ChargePoint is a network of more than 20,000 EV chargers that can be searched on the company's mobile app, or on PlugShare's app.
"What we discovered was that it's not that the infrastructure didn't exist, it's that people just didn't know it was out there," said Forrest North, PlugShare's Chief of Operations. PlugShare created the first comprehensive listing of stations and gave EV owners the option to share chargers in their own homes with each other. It has become another player in the "new sharing economy" pioneered by companies like ZipCar and AirBnb. According to North, approximately 10 percent of the plugs registered on the app are home chargers that people are sharing free-of-charge.
PlugShare just announced new collaborations with auto dealers to make sure that their salespeople and customers are aware of the growing efficiency of driving an EV in the U.S.
"Another barrier we noticed is that some dealers were not that well-informed on EV's, and in some cases, they were even discouraging them. PlugShare will be integrated into the cars' dashboard navigation systems, so EV's will come with in-dash access to the largest mapped database of charging stations," says North.
Some critics still claim that EV's are just as polluting as other cars, because electricity often comes from dirty power sources such as coal-burning plants. But, according to the latest Union of Concerned Scientists (UCS) report, the percentage of Americans getting electricity from coal has decreased over the last two years. Based on utility emissions data from the Environmental Protection Agency, UCS states that 60 percent of Americans now live in areas where EV's contribute fewer greenhouse gas emissions per mile than even the most efficient hybrid cars.
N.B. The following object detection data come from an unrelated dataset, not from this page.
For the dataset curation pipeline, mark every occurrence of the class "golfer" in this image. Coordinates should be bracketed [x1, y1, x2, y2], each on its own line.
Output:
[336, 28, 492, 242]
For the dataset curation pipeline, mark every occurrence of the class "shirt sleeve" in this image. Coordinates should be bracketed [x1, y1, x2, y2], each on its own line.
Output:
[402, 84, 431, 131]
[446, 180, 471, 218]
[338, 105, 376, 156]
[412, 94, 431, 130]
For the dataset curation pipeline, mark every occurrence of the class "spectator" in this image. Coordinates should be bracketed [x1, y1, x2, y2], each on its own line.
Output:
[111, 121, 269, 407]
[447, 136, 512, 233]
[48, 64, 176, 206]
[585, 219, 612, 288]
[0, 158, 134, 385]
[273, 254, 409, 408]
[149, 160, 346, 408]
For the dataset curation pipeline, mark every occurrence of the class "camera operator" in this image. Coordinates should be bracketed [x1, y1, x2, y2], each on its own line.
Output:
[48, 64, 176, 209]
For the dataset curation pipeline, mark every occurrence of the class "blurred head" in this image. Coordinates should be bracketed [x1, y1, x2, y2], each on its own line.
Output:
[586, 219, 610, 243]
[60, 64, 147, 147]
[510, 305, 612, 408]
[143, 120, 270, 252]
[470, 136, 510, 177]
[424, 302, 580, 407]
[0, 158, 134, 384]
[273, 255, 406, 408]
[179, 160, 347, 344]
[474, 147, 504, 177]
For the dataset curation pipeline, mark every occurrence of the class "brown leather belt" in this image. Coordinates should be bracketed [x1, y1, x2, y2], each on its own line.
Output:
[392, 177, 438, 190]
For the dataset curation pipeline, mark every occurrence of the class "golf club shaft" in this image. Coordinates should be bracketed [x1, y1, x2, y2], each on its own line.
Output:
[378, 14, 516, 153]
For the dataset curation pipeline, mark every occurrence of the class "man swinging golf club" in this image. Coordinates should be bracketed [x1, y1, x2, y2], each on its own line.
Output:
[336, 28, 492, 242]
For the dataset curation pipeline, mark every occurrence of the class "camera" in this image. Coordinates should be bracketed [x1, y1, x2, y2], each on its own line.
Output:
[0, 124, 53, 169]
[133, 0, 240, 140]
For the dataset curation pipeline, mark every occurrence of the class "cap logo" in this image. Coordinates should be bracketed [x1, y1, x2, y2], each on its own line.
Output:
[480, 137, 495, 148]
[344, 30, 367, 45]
"Cars not only burn gas, they pollute and are detrimental to human health. From the day a car is sold, it only gets dirtier. With an EV, you can choose any source of electricity, now and in the future," says North.
Despite the ongoing environmental debate, PlugShare data shows that there are 417 commercial EV charging stations in the greater New York City metropolitan area. While commercial infrastructure is widely available, at-home charging remains the most popular option.
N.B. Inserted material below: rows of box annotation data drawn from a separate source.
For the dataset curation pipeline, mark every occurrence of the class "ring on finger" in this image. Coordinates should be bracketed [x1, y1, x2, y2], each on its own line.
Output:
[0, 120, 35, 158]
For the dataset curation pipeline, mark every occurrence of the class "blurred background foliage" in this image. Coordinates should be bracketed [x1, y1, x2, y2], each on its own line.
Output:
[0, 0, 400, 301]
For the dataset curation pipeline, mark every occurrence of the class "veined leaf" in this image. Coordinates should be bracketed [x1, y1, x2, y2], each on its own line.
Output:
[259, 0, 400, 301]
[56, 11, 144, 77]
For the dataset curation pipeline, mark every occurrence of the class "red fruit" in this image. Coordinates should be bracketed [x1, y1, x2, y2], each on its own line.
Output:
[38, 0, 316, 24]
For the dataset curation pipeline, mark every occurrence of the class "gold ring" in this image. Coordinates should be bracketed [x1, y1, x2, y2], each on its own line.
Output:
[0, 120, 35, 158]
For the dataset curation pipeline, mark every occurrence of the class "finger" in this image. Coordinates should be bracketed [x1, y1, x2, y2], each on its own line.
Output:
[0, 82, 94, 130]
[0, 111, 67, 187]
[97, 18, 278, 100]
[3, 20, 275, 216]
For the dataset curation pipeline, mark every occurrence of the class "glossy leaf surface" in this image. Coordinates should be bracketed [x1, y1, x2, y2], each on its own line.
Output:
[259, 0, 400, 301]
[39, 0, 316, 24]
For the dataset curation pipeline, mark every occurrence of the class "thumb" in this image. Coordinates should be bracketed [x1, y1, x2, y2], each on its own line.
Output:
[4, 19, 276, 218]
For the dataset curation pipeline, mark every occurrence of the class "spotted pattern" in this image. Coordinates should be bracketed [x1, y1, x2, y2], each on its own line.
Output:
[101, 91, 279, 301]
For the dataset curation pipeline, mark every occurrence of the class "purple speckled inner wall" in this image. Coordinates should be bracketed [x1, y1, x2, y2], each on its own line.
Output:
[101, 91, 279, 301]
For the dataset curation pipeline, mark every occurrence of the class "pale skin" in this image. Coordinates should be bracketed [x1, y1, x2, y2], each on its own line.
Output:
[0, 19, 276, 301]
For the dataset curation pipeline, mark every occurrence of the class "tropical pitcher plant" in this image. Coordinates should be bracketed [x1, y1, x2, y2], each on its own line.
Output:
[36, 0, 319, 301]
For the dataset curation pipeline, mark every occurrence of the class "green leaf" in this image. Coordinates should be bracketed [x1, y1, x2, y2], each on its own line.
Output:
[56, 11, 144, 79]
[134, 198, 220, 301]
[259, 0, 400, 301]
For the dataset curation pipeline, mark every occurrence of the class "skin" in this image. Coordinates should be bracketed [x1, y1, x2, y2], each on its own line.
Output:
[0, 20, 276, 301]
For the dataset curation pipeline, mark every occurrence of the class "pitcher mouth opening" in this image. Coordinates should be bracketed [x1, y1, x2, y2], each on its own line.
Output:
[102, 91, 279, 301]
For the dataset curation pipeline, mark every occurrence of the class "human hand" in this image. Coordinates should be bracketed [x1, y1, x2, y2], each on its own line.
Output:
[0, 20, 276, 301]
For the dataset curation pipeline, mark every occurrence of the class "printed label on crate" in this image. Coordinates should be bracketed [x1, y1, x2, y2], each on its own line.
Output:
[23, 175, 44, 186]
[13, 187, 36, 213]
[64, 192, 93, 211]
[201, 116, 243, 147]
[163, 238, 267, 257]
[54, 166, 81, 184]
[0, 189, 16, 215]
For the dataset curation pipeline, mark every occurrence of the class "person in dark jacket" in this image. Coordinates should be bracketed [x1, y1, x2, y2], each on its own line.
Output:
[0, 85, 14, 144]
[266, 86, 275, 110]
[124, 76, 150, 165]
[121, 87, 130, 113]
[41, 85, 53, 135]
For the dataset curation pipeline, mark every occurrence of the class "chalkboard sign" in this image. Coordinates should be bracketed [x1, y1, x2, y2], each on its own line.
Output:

"The vast majority of EV owners can charge at home or at their workplace. If they had a regular car, they'd need to go to gas station. You can't install a gas station in your home," says Forrest.
In a city that is still recovering from the shock of empty gas pumps in the chaotic aftermath of Superstorm Sandy two years ago, there are obvious advantages to being free from reliance on the island's declining gas stations.